Malang Raya (ANTARA) - Pakar Hukum Tata Negara Bivitri Susanti menilai putusan Mahkamah Konstitusi (MK) tentang pemisahan pemilihan umum (pemilu) nasional dan daerah perlu diakomodasi maksimal di dalam pembahasan Rancangan Undang-Undang (RUU) Pemilu, karena akan memunculkan desentralisasi isu.
"Putusan MK itu memiliki nilai bagus menurut saya, kalau di follow up di dalam pembahasan RUU Pemilu akan memunculkan desentralisasi isu. Sehingga, isu di daerah tidak terlindas dengan isu nasional," kata Bivitri di Kota Malang, Jawa Timur, Senin.
Pemisahan pemilu nasional dan daerah tertuang di dalam putusan MK Nomor 135/PUU-XXII/2024.
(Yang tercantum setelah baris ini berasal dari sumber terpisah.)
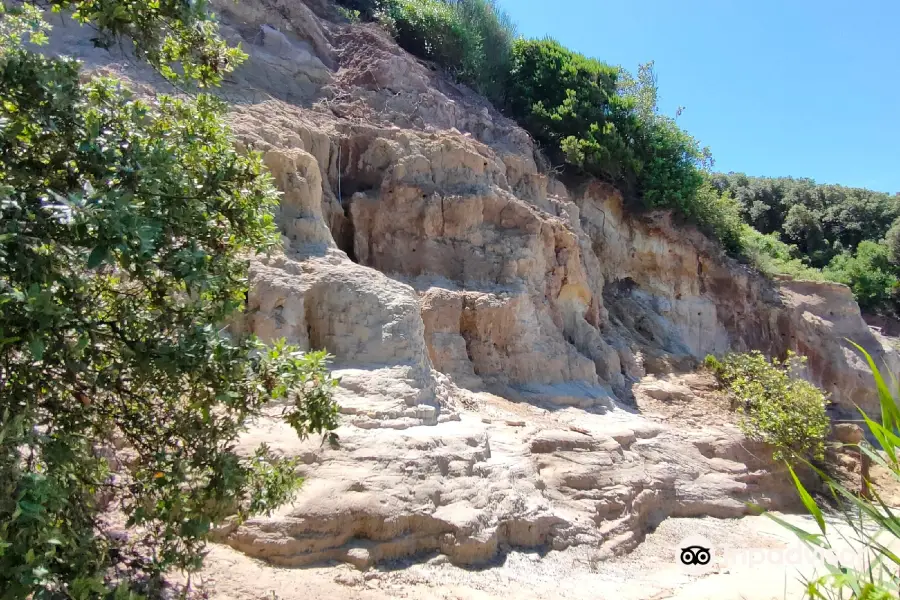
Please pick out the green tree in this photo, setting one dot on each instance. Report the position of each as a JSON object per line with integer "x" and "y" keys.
{"x": 777, "y": 406}
{"x": 125, "y": 228}
{"x": 868, "y": 272}
{"x": 571, "y": 105}
{"x": 892, "y": 241}
{"x": 868, "y": 521}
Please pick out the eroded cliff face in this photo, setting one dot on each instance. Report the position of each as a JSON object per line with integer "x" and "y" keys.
{"x": 504, "y": 341}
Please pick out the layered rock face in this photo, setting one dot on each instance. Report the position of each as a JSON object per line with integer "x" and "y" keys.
{"x": 505, "y": 341}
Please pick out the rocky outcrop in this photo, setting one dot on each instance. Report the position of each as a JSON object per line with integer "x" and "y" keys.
{"x": 504, "y": 341}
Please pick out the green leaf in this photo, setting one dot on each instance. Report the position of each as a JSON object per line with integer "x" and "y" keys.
{"x": 97, "y": 257}
{"x": 808, "y": 501}
{"x": 36, "y": 345}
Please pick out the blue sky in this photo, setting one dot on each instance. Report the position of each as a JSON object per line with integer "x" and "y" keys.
{"x": 774, "y": 87}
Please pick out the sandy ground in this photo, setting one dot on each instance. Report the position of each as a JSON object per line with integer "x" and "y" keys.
{"x": 753, "y": 559}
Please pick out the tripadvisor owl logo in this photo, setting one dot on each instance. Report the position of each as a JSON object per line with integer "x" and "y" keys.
{"x": 695, "y": 553}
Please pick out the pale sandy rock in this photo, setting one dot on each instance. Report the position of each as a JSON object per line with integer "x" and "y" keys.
{"x": 427, "y": 247}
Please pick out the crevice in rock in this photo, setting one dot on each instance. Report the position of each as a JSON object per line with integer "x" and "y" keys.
{"x": 345, "y": 231}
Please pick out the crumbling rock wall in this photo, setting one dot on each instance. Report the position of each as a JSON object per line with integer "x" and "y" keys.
{"x": 449, "y": 275}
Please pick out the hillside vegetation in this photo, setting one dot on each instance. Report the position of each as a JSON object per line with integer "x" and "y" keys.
{"x": 591, "y": 117}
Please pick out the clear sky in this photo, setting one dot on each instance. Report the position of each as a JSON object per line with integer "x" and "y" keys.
{"x": 806, "y": 88}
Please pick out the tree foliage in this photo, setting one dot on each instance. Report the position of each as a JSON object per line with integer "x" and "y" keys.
{"x": 867, "y": 522}
{"x": 125, "y": 227}
{"x": 868, "y": 272}
{"x": 776, "y": 405}
{"x": 821, "y": 220}
{"x": 470, "y": 39}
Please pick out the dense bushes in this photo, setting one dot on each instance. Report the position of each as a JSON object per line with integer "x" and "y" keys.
{"x": 776, "y": 406}
{"x": 571, "y": 105}
{"x": 125, "y": 229}
{"x": 823, "y": 221}
{"x": 471, "y": 39}
{"x": 868, "y": 272}
{"x": 865, "y": 521}
{"x": 825, "y": 232}
{"x": 604, "y": 121}
{"x": 583, "y": 112}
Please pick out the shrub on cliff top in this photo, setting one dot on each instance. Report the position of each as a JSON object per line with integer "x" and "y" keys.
{"x": 471, "y": 39}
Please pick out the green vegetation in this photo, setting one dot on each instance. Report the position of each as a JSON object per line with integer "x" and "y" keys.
{"x": 591, "y": 116}
{"x": 125, "y": 228}
{"x": 470, "y": 39}
{"x": 777, "y": 406}
{"x": 868, "y": 522}
{"x": 868, "y": 272}
{"x": 604, "y": 121}
{"x": 825, "y": 232}
{"x": 823, "y": 221}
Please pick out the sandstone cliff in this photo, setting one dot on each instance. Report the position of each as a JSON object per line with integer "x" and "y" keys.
{"x": 508, "y": 343}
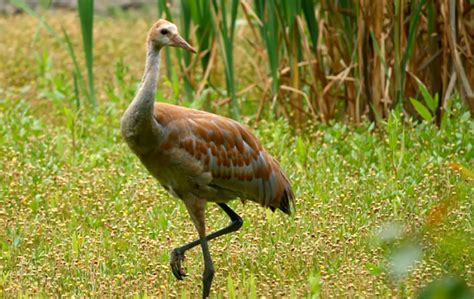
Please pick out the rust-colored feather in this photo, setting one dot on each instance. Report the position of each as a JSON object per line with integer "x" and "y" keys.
{"x": 229, "y": 152}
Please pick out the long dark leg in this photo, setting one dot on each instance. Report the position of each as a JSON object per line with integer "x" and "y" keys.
{"x": 177, "y": 255}
{"x": 196, "y": 208}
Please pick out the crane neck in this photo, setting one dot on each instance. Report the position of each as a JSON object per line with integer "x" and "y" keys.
{"x": 139, "y": 126}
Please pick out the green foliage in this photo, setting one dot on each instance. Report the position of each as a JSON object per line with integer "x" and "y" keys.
{"x": 86, "y": 15}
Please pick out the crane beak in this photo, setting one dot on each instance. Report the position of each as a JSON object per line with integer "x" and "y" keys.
{"x": 179, "y": 42}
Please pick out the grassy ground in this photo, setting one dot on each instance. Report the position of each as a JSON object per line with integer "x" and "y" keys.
{"x": 380, "y": 212}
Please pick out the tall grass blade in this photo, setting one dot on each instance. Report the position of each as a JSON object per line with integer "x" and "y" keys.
{"x": 86, "y": 15}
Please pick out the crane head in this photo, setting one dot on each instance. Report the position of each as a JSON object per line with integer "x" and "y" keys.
{"x": 164, "y": 33}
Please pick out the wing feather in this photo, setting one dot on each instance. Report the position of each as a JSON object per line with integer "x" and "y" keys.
{"x": 232, "y": 156}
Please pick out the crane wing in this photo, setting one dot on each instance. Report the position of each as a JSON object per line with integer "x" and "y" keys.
{"x": 235, "y": 158}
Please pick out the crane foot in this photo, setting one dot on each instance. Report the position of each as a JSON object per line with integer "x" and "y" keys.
{"x": 175, "y": 262}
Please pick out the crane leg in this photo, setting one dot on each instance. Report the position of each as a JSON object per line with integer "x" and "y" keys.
{"x": 177, "y": 255}
{"x": 196, "y": 208}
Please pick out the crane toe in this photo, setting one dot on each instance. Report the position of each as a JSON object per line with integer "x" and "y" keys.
{"x": 175, "y": 262}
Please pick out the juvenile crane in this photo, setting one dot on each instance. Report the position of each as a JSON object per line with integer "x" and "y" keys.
{"x": 199, "y": 156}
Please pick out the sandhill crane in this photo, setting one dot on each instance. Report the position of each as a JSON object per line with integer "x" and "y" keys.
{"x": 199, "y": 156}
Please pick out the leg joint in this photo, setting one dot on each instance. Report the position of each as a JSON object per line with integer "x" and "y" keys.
{"x": 208, "y": 273}
{"x": 237, "y": 223}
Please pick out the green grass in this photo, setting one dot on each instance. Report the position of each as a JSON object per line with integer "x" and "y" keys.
{"x": 79, "y": 215}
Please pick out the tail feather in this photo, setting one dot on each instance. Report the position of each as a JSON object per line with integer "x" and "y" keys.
{"x": 286, "y": 201}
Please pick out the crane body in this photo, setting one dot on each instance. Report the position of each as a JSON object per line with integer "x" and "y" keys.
{"x": 199, "y": 157}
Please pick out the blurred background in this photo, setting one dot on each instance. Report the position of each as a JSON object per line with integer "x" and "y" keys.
{"x": 305, "y": 60}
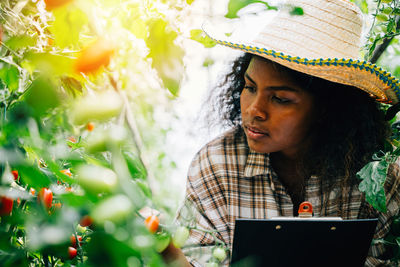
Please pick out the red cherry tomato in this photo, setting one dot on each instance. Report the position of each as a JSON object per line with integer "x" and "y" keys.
{"x": 15, "y": 174}
{"x": 72, "y": 252}
{"x": 152, "y": 223}
{"x": 32, "y": 191}
{"x": 6, "y": 205}
{"x": 86, "y": 221}
{"x": 66, "y": 172}
{"x": 95, "y": 56}
{"x": 90, "y": 126}
{"x": 73, "y": 240}
{"x": 45, "y": 196}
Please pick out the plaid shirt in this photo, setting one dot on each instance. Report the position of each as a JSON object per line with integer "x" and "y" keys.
{"x": 227, "y": 180}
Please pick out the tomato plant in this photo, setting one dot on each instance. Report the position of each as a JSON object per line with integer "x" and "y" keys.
{"x": 152, "y": 223}
{"x": 6, "y": 205}
{"x": 65, "y": 66}
{"x": 15, "y": 174}
{"x": 45, "y": 197}
{"x": 72, "y": 252}
{"x": 95, "y": 56}
{"x": 180, "y": 236}
{"x": 73, "y": 240}
{"x": 52, "y": 4}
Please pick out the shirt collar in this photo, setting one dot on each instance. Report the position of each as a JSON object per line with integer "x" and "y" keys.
{"x": 256, "y": 164}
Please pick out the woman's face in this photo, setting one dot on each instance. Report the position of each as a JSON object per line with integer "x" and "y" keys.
{"x": 276, "y": 111}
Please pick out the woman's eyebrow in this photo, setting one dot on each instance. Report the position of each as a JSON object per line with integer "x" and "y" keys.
{"x": 274, "y": 88}
{"x": 248, "y": 77}
{"x": 283, "y": 88}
Terangkatnya isu daerah pelaksanaan Pemilu 2029 akan semakin semarak. Sebab, setiap calon kepala dan wakil kepala daerah serta anggota Dewan Perwakilan Rakyat untuk kabupaten/kota maupun provinsi bisa berkonsentrasi menggarap persoalan krusial yang ada di wilayahnya sebagai program.
Dengan konsep itu masyarakat daerah akan bisa secara jernih, kritis, dan objektif dalam memilih sosok kepala daerah maupun para legislator berdasarkan kompetensi.
Bivitri menyebut melalui pemisahan pemilu yang diakomodasi di dalam RUU tentang Pemilu juga akan memberikan dampak baik terhadap konfigurasi politik.
"Jadi daerah tidak harus meng-copy apa yang ada di tingkat nasional," ujarnya.
Oleh karena itu, diharapkan putusan MK bisa benar-benar dimasukkan secara maksimal di dalam draf RUU tentang Pemilu dan pembahasannya berjalan sesuai dengan waktu, yakni pada 2026.
"Kalau dibahas di 2026 berarti ada sisa empat tahun dan ini cepat sekali, kalau terlalu mepet bagaimana caranya bisa mengisi ruang yang terbuka," ucapnya.
Wakil Ketua Komisi II DPR RI Zulfikar Arse mengungkapkan bahwa pembahasan revisi atau Rancangan Undang-Undang (RUU) tentang Pemilu akan mulai bergulir pada tahun 2026 setelah Badan Legislasi DPR RI memutuskan RUU tersebut masuk ke Program Legislasi Nasional Tahun 2026.
Menurut dia, Komisi II DPR pun akan menjadi pihak yang menginisiasi pembahasan itu.
Dengan dibahas pada 2026, menurut dia, DPR memiliki waktu yang panjang untuk mempersiapkan penyusunan RUU tersebut.